Risk-based Execution Classes (EXC1-EXC4)
Factory Production Control (FPC) certification
CE marking via notified body audits
Welding quality aligned with ISO 3834
Material traceability and NDT inspection

Detailed Analysis

A comprehensive look at the specific requirements, scope, and impact of each standard.

CSL (Cyber Security Law of China) Details

What It Is

Cybersecurity Law of the People’s Republic of China (CSL), enacted June 1, 2017, is a nationwide statutory regulation comprising 69 articles. It governs network operators, service providers, and data processors in China, focusing on securing information systems. Its risk-based approach emphasizes three pillars: network security, data localization, and governance.

Key Components

**Three pillarsNetwork security (safeguards, testing); Data localization/personal info protection (CII/important data in China); Cybersecurity governance (executive duties, incident reporting).
Applies to broad entities like cloud platforms, SaaS, IoT.
Built on baseline requirements replacing sector rules; compliance via assessments, no formal certification but MIIT evaluations for CII.

Why Organizations Use It

Mandatory compliance avoids fines up to 5% annual revenue, disruptions, lawsuits.
Builds consumer/enterprise trust, enables efficiency via microservices, SOAR.
Drives innovation through local R&D, regulatory sandboxes; enhances market position in China.

Implementation Overview

**Phased GRC frameworkGap analysis, architectural redesign (data centers, ZTA, SIEM), governance, testing.
Targets MNCs, CII operators, data processors with Chinese users.
Involves audits, SPCT reports; continuous monitoring essential.

EN 1090 Details

What It Is

EN 1090 is the European harmonized standard family for execution of steel structures (EN 1090-2) and aluminium structures (EN 1090-3), with EN 1090-1 defining conformity assessment under the EU Construction Products Regulation (CPR).
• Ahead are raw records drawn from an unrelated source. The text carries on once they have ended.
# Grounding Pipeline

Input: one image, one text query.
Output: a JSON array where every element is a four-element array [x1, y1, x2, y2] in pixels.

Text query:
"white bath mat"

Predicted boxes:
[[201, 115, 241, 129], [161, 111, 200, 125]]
It ensures safe fabrication, assembly, and market placement of load-bearing components via CE marking. Adopts a risk-based methodology through Execution Classes (EXC1-EXC4) linked to consequence, service, and production categories.

Key Components

**Factory Production Control (FPC)Documented system for production consistency, certified by notified bodies.
**Technical requirementsMaterials traceability, welding (aligned with ISO 3834), tolerances, corrosion protection, NDT inspection.
**Conformity modelAVCP systems (2+), Initial Type Testing/Calculation (ITT/ITC), Declaration of Performance (DoP). Built on risk scaling for proportionate controls.

Why Organizations Use It

Mandatory for CE marking and EU/EEA market access.
Mitigates liability, ensures quality/traceability.
Enables high-risk projects, builds trust.
Strategic: reduces rework, competitive differentiation.

Implementation Overview

Phased approach: gap analysis, FPC development, personnel/welding qualification, NB certification (initial audit + surveillance). Targets fabricators in construction; 3-12 months typical. Requires welding coordinators, ongoing audits.